By now we’ve all heard the president’s pitch for “health care reform.”
To summarize: 46 million Americans are medically uninsured. This is a disgrace in the “richest nation on Earth.” Health care is a basic human right. “Health care reform” will guarantee every American affordable health insurance, regardless of ability to pay. The result of “reform” will be higher quality care available to more people at a lower cost. Any American satisfied with current insurance can keep it, and you can also keep the doctor of your choice.
Congress has translated the president’s aspirational statements into a bill that “covers 97 percent” of Americans (leaving 10 million people still uninsured), creates a massive new and costly federal bureaucracy (at least $1 trillion in new spending – and taxes – over the next 10 years), and creates a government insurance company that could crowd out private insurers and force up to 114 million American workers off the current insurance they like to the government insurance and a doctor of the government’s choice.
The debate is heating up on each of these points, but one thing is already clear: Members of Congress are not included in the “reform.” They intend to keep the very generous benefits they granted themselves in the Federal Employees Health Benefits Program, or FEHBP.
Freshman Rep. John Fleming, R.-La., has introduced HR 615 providing a “sense of the House of Representatives” that members of the House who vote for the government insurance option should quit FEHBP and join the new “reform” program.
If the “reform” is critically needed for us, shouldn’t it be good enough for the representatives who vote for it? In other words, should Congress exempt itself from the laws it seeks to impose on the rest of us?
Rep. Fleming is a family physician and opposes the “reform.” He has already garnered 60 co-sponsors of HR 615. Is your representative a co-sponsor? If not, does your representative favor or oppose HR 615? You should ask.

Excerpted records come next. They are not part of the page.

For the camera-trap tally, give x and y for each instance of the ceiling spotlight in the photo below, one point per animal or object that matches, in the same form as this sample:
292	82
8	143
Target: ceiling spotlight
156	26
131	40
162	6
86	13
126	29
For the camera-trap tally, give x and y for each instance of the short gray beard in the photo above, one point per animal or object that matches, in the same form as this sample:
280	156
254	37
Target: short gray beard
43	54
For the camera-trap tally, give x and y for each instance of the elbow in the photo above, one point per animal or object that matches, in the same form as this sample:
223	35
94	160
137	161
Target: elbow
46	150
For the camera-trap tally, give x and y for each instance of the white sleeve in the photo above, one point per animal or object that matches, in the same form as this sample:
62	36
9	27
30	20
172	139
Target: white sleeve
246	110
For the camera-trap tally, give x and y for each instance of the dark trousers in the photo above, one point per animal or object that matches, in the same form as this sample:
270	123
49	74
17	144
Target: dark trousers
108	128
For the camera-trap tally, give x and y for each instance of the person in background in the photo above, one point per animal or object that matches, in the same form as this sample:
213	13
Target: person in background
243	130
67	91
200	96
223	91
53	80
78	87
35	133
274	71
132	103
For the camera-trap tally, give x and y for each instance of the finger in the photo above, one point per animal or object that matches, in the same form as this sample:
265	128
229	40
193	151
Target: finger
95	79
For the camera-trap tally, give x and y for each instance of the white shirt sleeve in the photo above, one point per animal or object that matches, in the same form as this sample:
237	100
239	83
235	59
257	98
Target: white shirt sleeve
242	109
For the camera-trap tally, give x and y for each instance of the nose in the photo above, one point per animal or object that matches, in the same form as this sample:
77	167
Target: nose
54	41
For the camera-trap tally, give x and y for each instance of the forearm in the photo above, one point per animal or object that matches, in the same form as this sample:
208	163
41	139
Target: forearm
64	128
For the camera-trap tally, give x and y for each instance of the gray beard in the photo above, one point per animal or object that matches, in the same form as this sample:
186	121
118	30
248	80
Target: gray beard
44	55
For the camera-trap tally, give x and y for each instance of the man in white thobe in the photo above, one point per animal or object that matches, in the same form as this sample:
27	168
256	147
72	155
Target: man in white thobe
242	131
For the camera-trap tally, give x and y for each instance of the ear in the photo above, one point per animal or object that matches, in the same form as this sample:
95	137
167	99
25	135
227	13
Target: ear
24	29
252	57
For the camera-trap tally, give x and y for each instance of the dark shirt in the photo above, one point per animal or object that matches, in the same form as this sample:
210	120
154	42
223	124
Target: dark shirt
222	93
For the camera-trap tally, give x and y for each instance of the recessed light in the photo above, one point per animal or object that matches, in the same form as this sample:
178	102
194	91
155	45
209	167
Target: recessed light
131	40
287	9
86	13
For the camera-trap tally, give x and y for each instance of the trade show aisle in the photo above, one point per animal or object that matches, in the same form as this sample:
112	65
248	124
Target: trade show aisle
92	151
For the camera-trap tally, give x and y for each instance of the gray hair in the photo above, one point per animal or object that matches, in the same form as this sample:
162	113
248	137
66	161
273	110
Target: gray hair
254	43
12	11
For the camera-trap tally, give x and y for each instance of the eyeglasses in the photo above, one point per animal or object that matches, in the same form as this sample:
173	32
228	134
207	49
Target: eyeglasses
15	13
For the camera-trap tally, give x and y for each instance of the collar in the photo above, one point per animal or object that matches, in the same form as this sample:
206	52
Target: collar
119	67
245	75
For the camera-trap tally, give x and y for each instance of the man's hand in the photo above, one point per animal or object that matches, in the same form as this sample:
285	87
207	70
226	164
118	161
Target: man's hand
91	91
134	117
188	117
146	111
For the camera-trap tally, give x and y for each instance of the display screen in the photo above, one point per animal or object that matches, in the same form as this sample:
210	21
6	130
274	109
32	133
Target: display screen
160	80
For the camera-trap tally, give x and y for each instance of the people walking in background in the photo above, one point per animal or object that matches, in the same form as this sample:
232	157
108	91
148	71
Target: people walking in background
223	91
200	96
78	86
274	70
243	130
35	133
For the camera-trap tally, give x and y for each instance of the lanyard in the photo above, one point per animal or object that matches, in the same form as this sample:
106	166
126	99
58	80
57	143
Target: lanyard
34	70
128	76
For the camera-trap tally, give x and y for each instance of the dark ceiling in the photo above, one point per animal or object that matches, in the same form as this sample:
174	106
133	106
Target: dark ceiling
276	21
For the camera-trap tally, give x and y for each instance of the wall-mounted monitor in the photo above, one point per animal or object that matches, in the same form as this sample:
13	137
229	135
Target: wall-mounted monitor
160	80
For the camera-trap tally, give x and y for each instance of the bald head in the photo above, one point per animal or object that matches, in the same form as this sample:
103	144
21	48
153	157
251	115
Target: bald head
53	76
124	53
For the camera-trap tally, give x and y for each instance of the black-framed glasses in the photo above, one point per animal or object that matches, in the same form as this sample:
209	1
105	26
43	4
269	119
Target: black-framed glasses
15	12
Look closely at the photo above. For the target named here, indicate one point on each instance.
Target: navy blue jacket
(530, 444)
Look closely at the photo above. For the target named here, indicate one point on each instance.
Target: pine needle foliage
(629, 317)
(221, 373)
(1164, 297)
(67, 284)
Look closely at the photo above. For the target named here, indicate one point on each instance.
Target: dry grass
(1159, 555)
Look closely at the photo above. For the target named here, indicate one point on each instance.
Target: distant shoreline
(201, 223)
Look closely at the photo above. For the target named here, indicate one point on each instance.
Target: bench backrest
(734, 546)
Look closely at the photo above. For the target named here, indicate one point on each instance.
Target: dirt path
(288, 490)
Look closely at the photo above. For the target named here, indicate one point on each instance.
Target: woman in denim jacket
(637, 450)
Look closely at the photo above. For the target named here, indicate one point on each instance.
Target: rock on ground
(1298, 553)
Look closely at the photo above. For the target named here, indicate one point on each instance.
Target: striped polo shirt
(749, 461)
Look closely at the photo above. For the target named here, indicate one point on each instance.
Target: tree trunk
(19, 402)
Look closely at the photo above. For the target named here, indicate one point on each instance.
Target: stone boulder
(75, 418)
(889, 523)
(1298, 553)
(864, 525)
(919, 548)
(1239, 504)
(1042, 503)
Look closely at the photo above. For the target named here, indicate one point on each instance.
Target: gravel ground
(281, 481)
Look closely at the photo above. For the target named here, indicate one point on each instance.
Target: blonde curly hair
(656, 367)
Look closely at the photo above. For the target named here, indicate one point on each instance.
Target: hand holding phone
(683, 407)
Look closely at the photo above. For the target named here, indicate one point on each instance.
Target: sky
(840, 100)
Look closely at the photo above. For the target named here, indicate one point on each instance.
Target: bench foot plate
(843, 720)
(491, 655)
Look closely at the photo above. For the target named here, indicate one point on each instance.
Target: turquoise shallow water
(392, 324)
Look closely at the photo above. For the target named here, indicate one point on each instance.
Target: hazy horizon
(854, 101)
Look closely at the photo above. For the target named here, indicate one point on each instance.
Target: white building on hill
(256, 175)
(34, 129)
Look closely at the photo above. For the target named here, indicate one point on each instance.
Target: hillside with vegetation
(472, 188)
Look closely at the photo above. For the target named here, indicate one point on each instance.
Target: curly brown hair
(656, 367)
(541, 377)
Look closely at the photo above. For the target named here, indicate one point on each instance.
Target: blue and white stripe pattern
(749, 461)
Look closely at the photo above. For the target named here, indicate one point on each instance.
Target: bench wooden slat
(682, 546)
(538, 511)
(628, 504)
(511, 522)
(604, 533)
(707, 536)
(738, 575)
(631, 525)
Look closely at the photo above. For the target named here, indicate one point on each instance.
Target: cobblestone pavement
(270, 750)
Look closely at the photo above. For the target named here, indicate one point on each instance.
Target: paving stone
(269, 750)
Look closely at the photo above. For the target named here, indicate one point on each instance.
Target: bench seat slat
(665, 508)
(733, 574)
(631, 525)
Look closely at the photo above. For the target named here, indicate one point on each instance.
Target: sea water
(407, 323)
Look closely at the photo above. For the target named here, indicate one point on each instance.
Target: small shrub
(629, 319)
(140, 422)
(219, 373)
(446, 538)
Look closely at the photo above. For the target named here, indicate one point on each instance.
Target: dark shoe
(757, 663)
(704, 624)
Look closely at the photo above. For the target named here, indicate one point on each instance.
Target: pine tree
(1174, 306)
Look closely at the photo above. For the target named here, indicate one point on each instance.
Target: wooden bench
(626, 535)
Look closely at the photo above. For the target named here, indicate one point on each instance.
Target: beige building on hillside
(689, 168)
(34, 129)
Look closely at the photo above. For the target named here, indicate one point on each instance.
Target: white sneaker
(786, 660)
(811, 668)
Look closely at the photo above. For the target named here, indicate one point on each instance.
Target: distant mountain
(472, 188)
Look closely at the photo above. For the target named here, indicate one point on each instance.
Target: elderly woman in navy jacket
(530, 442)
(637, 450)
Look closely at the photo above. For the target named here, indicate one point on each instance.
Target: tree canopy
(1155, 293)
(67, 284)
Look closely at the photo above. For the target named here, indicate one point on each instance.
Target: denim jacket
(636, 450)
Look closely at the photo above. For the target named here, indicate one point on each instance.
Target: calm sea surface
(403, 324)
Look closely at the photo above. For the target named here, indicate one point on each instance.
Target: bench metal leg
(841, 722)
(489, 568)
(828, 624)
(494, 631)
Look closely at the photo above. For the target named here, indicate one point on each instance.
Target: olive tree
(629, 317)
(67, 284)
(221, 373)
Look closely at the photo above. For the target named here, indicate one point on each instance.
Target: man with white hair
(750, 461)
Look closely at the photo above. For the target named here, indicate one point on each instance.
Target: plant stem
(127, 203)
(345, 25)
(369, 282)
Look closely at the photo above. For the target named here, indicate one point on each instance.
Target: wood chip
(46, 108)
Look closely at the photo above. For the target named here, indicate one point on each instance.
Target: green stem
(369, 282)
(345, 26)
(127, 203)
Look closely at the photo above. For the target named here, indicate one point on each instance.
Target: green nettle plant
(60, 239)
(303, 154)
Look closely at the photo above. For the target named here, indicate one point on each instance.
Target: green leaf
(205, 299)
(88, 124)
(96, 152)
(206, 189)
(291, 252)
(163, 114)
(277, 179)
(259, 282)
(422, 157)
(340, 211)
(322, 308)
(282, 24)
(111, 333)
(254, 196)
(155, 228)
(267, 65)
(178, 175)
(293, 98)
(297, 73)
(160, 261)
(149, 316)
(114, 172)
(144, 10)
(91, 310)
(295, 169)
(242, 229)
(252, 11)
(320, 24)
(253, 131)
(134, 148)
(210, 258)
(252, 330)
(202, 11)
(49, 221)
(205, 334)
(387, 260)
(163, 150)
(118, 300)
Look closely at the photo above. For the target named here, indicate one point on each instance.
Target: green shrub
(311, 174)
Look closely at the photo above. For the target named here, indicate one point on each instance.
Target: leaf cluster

And while you’re at it, ask if your representative is going to read the bill before voting on it.
House Republican leader John Boehner has called on Speaker Pelosi to hold voting on any pending bill to give House members a chance to read the bill, and to give the American public 72 hours to read a bill in its final form before a final vote of the House is taken.
Boehner’s request followed the House recent vote on the cap-and-trade climate bill when the members received the last 300 pages of the bill at 3 a.m. on the day of the vote, bringing the bill to more than 1,500 pages of unknown content.
Most Americans rightfully assume that members of Congress have read and know what they’re voting on. Apparently, this bedrock notion of how a “representative democracy” should operate is naïve.
Speaker Pelosi was asked about Boehner’s request. She dismissed it with a sarcastic laugh (reporters joined in the laughter), asking whether Boehner had read all the bills he has voted on.
The cynical acceptance of the corruption of the constitutional law making process has not gone unnoticed.
A group called Let Freedom Ring has presented every member of Congress with a petition that states:
I pledge to my constituents and the American people that I will not vote to enact any health care reform package that: 1) I have not read, personally, in its entirety and 2) has not been available, in its entirety, to the American people on the Internet for at least 72 hours, so that they can read it, too.
Legislation to borrow and spend trillions of dollars to transform our country from an opportunity society to a security society – from a free country to a government dominated social order – should be fully known and debated by the public and by Congress.
It is treason resulting in tyranny to rush thousands of pages of law through Congress that no member has read and of which the public is only dimly aware.
With “health care reform” and cap and trade pending in Congress, the time to act is now.